Chapter 32, Problem 17P

To determine

The minimum kinetic energy of the proton (E_p).

Answer to Problem 17P

Solution:

The minimum kinetic energy of the proton (E_p)is 67.5 MeV.

Explanation of Solution

Given Info:

The energy of the proton is 938.3 MeV/c²

Formula Used:

The formula to calculate the energy is,

$\begin{array}{l}{\text{E=Δmc}}^{\text{2}}\\ \text{E=}\left({\text{m}}_{\text{p}}{\text{+m}}_{\text{p}}{\text{-m}}_{{\text{π}}^{\text{o}}}\right){\text{c}}^{\text{2}}\end{array}$

${\text{E=2m}}_{\text{p}}{\text{c}}^{\text{2}}{\text{-m}}_{{\text{π}}^{\text{0}}}{\text{c}}^{\text{2}}$

• E is the energy produce in the reaction.
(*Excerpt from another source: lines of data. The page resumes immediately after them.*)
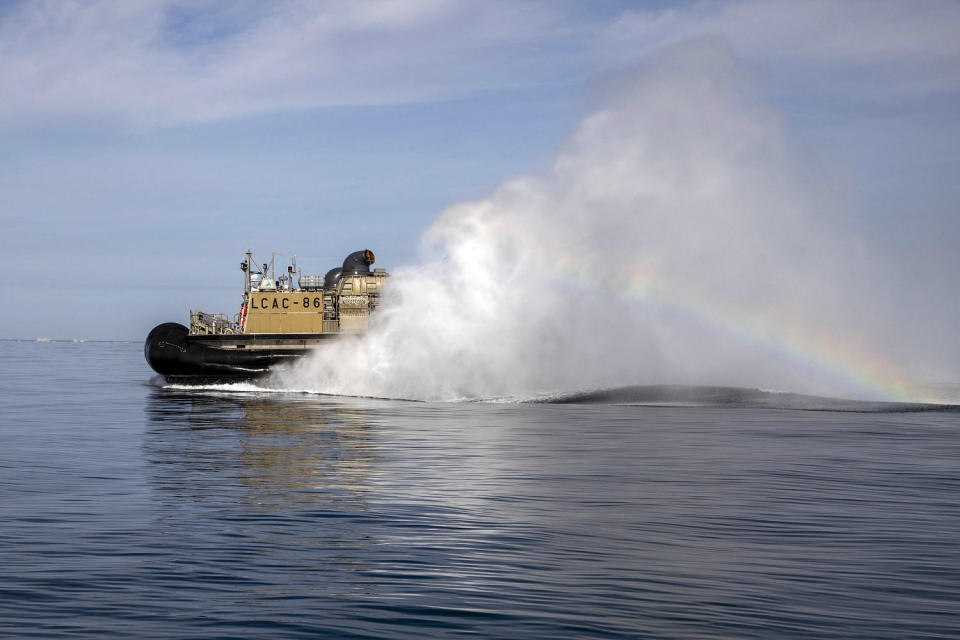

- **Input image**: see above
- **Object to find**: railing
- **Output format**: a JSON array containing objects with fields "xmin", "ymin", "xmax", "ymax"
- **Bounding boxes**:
[{"xmin": 190, "ymin": 309, "xmax": 240, "ymax": 336}]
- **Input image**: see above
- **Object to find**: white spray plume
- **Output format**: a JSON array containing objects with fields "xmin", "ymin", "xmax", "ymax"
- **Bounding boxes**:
[{"xmin": 280, "ymin": 41, "xmax": 952, "ymax": 400}]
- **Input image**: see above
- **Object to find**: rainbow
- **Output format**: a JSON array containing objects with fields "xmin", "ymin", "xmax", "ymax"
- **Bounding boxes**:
[{"xmin": 553, "ymin": 252, "xmax": 938, "ymax": 402}]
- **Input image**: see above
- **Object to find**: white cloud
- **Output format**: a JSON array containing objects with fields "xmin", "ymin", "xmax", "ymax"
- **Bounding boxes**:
[{"xmin": 0, "ymin": 0, "xmax": 960, "ymax": 127}]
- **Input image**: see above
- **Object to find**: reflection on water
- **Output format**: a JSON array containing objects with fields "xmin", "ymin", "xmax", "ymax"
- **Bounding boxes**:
[
  {"xmin": 143, "ymin": 389, "xmax": 386, "ymax": 608},
  {"xmin": 144, "ymin": 390, "xmax": 377, "ymax": 509}
]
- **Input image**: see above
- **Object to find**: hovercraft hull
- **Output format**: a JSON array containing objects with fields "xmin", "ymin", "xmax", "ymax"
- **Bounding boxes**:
[{"xmin": 143, "ymin": 322, "xmax": 337, "ymax": 382}]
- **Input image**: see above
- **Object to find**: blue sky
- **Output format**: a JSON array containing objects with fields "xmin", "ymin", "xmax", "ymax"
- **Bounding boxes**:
[{"xmin": 0, "ymin": 0, "xmax": 960, "ymax": 339}]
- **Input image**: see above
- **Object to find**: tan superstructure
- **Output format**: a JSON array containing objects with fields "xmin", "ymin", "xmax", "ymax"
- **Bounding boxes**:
[{"xmin": 190, "ymin": 250, "xmax": 389, "ymax": 337}]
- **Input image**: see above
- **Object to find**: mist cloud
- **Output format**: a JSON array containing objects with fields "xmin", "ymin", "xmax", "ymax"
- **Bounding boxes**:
[{"xmin": 281, "ymin": 39, "xmax": 946, "ymax": 399}]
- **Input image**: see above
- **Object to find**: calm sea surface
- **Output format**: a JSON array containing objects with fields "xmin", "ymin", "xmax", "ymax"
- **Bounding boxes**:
[{"xmin": 0, "ymin": 341, "xmax": 960, "ymax": 640}]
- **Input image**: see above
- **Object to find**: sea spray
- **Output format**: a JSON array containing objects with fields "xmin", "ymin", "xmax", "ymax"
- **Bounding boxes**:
[{"xmin": 277, "ymin": 41, "xmax": 928, "ymax": 400}]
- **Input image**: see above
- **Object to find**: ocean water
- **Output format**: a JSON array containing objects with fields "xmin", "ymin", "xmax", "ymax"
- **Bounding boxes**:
[{"xmin": 0, "ymin": 341, "xmax": 960, "ymax": 640}]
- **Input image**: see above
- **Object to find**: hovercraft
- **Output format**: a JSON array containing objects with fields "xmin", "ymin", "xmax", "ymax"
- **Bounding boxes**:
[{"xmin": 143, "ymin": 249, "xmax": 389, "ymax": 383}]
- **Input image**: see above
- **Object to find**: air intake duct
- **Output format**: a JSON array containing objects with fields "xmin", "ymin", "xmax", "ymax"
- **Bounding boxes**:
[{"xmin": 343, "ymin": 249, "xmax": 374, "ymax": 276}]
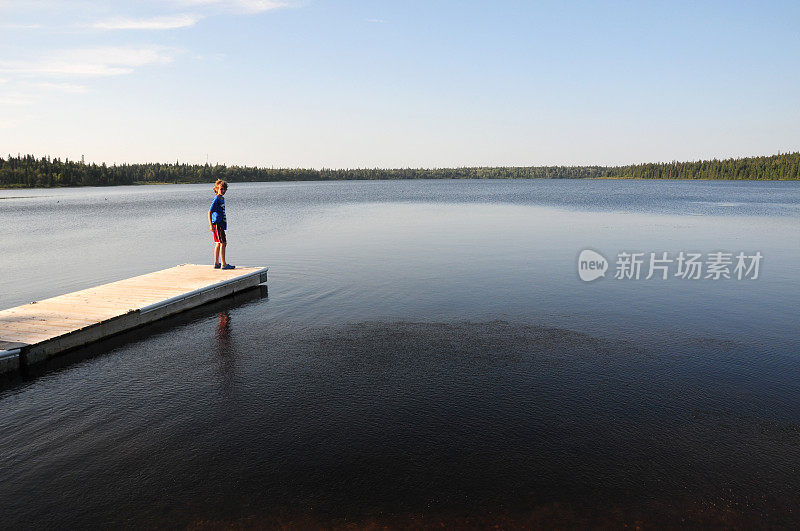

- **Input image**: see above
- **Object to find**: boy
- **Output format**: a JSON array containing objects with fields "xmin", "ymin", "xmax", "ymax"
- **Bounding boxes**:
[{"xmin": 208, "ymin": 179, "xmax": 236, "ymax": 269}]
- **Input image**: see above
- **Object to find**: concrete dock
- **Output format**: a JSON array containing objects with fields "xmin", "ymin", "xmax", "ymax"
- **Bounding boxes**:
[{"xmin": 0, "ymin": 264, "xmax": 267, "ymax": 374}]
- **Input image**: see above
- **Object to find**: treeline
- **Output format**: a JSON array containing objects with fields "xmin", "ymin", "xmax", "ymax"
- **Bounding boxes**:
[
  {"xmin": 603, "ymin": 152, "xmax": 800, "ymax": 181},
  {"xmin": 0, "ymin": 153, "xmax": 800, "ymax": 188}
]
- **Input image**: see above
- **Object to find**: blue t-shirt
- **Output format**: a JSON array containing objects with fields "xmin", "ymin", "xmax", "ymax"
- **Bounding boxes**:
[{"xmin": 209, "ymin": 195, "xmax": 228, "ymax": 230}]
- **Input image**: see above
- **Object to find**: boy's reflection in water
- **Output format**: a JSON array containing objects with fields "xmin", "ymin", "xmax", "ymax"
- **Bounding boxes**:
[{"xmin": 216, "ymin": 310, "xmax": 236, "ymax": 390}]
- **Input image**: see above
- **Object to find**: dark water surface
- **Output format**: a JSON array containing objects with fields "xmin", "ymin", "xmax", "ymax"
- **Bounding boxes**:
[{"xmin": 0, "ymin": 181, "xmax": 800, "ymax": 528}]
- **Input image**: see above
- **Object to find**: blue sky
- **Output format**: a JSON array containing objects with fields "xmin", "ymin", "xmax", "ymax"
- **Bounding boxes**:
[{"xmin": 0, "ymin": 0, "xmax": 800, "ymax": 168}]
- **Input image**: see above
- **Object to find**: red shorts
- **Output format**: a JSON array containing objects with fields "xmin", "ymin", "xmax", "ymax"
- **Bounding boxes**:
[{"xmin": 211, "ymin": 223, "xmax": 228, "ymax": 243}]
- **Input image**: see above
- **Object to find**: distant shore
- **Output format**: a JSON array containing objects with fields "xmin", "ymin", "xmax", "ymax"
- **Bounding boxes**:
[{"xmin": 0, "ymin": 152, "xmax": 800, "ymax": 188}]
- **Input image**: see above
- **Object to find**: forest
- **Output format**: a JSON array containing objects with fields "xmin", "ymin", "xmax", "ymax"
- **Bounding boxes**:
[{"xmin": 0, "ymin": 152, "xmax": 800, "ymax": 188}]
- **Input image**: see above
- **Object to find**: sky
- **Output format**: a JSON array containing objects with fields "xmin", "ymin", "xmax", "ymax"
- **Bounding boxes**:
[{"xmin": 0, "ymin": 0, "xmax": 800, "ymax": 168}]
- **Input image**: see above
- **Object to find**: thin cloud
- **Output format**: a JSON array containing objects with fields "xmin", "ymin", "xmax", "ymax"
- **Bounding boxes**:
[
  {"xmin": 0, "ymin": 24, "xmax": 42, "ymax": 29},
  {"xmin": 177, "ymin": 0, "xmax": 290, "ymax": 13},
  {"xmin": 0, "ymin": 46, "xmax": 175, "ymax": 77},
  {"xmin": 33, "ymin": 83, "xmax": 87, "ymax": 94},
  {"xmin": 92, "ymin": 13, "xmax": 202, "ymax": 30},
  {"xmin": 0, "ymin": 94, "xmax": 33, "ymax": 107}
]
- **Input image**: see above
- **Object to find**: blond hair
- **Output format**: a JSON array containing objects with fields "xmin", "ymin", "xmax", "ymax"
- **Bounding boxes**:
[{"xmin": 214, "ymin": 179, "xmax": 228, "ymax": 193}]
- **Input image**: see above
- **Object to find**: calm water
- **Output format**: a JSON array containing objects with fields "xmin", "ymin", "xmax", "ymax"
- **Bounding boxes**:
[{"xmin": 0, "ymin": 181, "xmax": 800, "ymax": 528}]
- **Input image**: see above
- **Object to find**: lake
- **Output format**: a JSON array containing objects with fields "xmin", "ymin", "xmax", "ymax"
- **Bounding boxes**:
[{"xmin": 0, "ymin": 180, "xmax": 800, "ymax": 528}]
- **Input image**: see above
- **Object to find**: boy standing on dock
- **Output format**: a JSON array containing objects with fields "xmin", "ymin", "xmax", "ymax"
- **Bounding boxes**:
[{"xmin": 208, "ymin": 179, "xmax": 236, "ymax": 269}]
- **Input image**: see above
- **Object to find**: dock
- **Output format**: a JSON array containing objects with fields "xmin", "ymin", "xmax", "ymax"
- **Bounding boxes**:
[{"xmin": 0, "ymin": 264, "xmax": 267, "ymax": 374}]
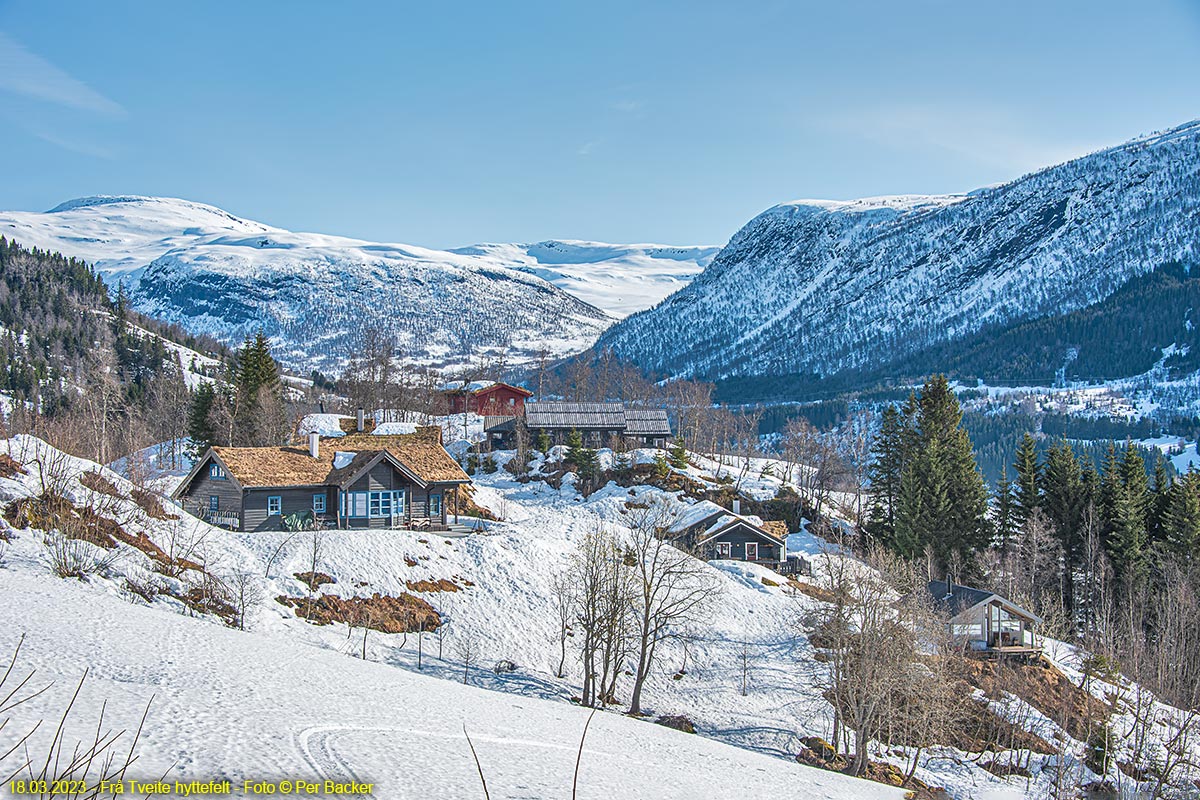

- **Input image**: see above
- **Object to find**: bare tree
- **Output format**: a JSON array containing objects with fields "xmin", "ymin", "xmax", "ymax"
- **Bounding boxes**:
[{"xmin": 628, "ymin": 501, "xmax": 719, "ymax": 714}]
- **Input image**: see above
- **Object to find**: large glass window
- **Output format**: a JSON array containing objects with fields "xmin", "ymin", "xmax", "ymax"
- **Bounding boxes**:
[{"xmin": 371, "ymin": 492, "xmax": 391, "ymax": 517}]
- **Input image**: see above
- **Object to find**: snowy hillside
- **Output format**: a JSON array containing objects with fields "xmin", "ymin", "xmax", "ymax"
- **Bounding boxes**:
[
  {"xmin": 0, "ymin": 438, "xmax": 904, "ymax": 800},
  {"xmin": 599, "ymin": 122, "xmax": 1200, "ymax": 388},
  {"xmin": 9, "ymin": 437, "xmax": 1200, "ymax": 800},
  {"xmin": 0, "ymin": 197, "xmax": 715, "ymax": 371},
  {"xmin": 451, "ymin": 240, "xmax": 721, "ymax": 319}
]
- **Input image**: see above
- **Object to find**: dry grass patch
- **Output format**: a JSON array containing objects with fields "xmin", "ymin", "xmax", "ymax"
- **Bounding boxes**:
[
  {"xmin": 404, "ymin": 578, "xmax": 462, "ymax": 593},
  {"xmin": 275, "ymin": 593, "xmax": 442, "ymax": 633},
  {"xmin": 0, "ymin": 453, "xmax": 29, "ymax": 477},
  {"xmin": 130, "ymin": 487, "xmax": 179, "ymax": 519},
  {"xmin": 79, "ymin": 471, "xmax": 126, "ymax": 500},
  {"xmin": 293, "ymin": 572, "xmax": 337, "ymax": 591}
]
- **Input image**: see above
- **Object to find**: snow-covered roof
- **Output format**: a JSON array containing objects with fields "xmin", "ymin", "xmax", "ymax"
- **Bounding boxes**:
[{"xmin": 438, "ymin": 380, "xmax": 496, "ymax": 392}]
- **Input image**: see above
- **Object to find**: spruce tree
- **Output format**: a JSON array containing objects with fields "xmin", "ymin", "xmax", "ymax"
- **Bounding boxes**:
[
  {"xmin": 1013, "ymin": 433, "xmax": 1042, "ymax": 528},
  {"xmin": 866, "ymin": 405, "xmax": 906, "ymax": 546},
  {"xmin": 1163, "ymin": 469, "xmax": 1200, "ymax": 564},
  {"xmin": 187, "ymin": 380, "xmax": 216, "ymax": 458},
  {"xmin": 995, "ymin": 465, "xmax": 1019, "ymax": 552}
]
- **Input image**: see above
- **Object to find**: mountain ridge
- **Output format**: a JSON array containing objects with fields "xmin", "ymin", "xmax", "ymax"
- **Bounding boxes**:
[
  {"xmin": 596, "ymin": 121, "xmax": 1200, "ymax": 391},
  {"xmin": 0, "ymin": 194, "xmax": 716, "ymax": 371}
]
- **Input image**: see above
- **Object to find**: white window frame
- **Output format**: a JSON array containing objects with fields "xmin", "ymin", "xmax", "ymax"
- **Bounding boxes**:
[
  {"xmin": 346, "ymin": 492, "xmax": 368, "ymax": 519},
  {"xmin": 367, "ymin": 492, "xmax": 394, "ymax": 519}
]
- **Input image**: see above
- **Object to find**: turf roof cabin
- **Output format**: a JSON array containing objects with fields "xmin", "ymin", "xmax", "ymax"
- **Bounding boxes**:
[
  {"xmin": 484, "ymin": 402, "xmax": 671, "ymax": 447},
  {"xmin": 667, "ymin": 500, "xmax": 787, "ymax": 570},
  {"xmin": 174, "ymin": 428, "xmax": 470, "ymax": 531}
]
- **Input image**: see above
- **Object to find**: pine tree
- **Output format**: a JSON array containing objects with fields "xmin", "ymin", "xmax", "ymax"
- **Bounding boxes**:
[
  {"xmin": 995, "ymin": 465, "xmax": 1020, "ymax": 552},
  {"xmin": 1013, "ymin": 433, "xmax": 1042, "ymax": 528},
  {"xmin": 1146, "ymin": 451, "xmax": 1171, "ymax": 545},
  {"xmin": 668, "ymin": 439, "xmax": 688, "ymax": 469},
  {"xmin": 1104, "ymin": 444, "xmax": 1150, "ymax": 590},
  {"xmin": 866, "ymin": 405, "xmax": 905, "ymax": 546},
  {"xmin": 1163, "ymin": 470, "xmax": 1200, "ymax": 563},
  {"xmin": 187, "ymin": 380, "xmax": 216, "ymax": 458}
]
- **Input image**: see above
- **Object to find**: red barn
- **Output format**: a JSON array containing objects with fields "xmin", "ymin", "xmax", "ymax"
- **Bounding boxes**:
[{"xmin": 442, "ymin": 380, "xmax": 533, "ymax": 416}]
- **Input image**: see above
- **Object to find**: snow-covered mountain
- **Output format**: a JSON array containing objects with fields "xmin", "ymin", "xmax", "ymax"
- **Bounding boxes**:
[
  {"xmin": 598, "ymin": 121, "xmax": 1200, "ymax": 388},
  {"xmin": 0, "ymin": 197, "xmax": 715, "ymax": 369},
  {"xmin": 451, "ymin": 240, "xmax": 721, "ymax": 319}
]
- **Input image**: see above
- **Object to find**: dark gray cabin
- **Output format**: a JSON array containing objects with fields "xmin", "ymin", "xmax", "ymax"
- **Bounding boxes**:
[
  {"xmin": 667, "ymin": 500, "xmax": 785, "ymax": 570},
  {"xmin": 174, "ymin": 429, "xmax": 470, "ymax": 531}
]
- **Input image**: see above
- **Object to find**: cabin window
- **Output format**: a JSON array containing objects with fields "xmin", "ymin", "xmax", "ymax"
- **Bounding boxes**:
[
  {"xmin": 342, "ymin": 492, "xmax": 367, "ymax": 517},
  {"xmin": 371, "ymin": 492, "xmax": 391, "ymax": 517}
]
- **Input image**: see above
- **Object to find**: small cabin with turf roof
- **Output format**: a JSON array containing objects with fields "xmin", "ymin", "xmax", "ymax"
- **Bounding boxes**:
[
  {"xmin": 667, "ymin": 500, "xmax": 787, "ymax": 570},
  {"xmin": 173, "ymin": 427, "xmax": 470, "ymax": 531}
]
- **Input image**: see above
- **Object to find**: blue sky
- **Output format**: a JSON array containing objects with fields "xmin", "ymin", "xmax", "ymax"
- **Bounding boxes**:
[{"xmin": 0, "ymin": 0, "xmax": 1200, "ymax": 247}]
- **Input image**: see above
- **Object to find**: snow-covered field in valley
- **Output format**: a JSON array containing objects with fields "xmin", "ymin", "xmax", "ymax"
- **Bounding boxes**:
[{"xmin": 0, "ymin": 437, "xmax": 1195, "ymax": 800}]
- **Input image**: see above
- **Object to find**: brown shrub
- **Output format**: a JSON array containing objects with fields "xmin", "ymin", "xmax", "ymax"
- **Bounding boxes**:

• c is the velocity of light at free space (${\text{3×10}}^{\text{8}}\text{m/s}$).

• ${\text{m}}_{\text{p}}$ is the mass of the proton (938.3MeV/c²)

• ${\text{m}}_{{\text{π}}^{\text{0}}}$ is the mass of the ${\text{π}}^{\text{0}}$ (135.0Mev/c²)

The required reaction is

$\text{P+P}\to {\text{2P+π}}^{\text{0}}$

To evaluate the energy of each proton, equate twice of the relativistic proton energy to the sum of the two protons and ${\text{π}}^{\text{0}}$ energy.

$\begin{array}{l}{\text{2αm}}_{\text{p}}{\text{c}}^{\text{2}}{\text{=2m}}_{\text{p}}{\text{c}}^{\text{2}}{\text{+m}}_{{\text{π}}^{\text{0}}}{\text{c}}^{\text{2}}\\ \text{α=}\frac{{\text{2m}}_{\text{p}}{\text{c}}^{\text{2}}{\text{+m}}_{{\text{π}}^{\text{0}}}{\text{c}}^{\text{2}}}{{\text{2m}}_{\text{p}}{\text{c}}^{\text{2}}}\end{array}$

So, the kinetic energy of each proton is,

$\begin{array}{l}\text{E=}\left(\text{α-1}\right){\text{m}}_{\text{p}}{\text{c}}^{\text{2}}\\ \text{E=}\left(\frac{{\text{2m}}_{\text{p}}{\text{c}}^{\text{2}}{\text{+m}}_{{\text{π}}^{\text{0}}}{\text{c}}^{\text{2}}}{{\text{2m}}_{\text{p}}{\text{c}}^{\text{2}}}\text{-1}\right){\text{m}}_{\text{p}}{\text{c}}^{\text{2}}\end{array}$

Calculation:

Substitute 938.3MeV/c² for ‘ ${\text{m}}_{\text{p}}$’and 135.0 MeV/c² for ‘ ${\text{m}}_{{\text{π}}^{\text{0}}}$’, the total energy producein the reaction is

$\text{E=}\left(\frac{\text{2×938}\text{.3MeV+135MeV}}{\text{2×938}\text{.3MeV}}\text{-1}\right)\text{×938}\text{.3MeV}$

$\text{E=67}\text{.5MeV}$ (I)

Thus, minimum kinetic energy of the proton (E_p)is 67.5 MeV.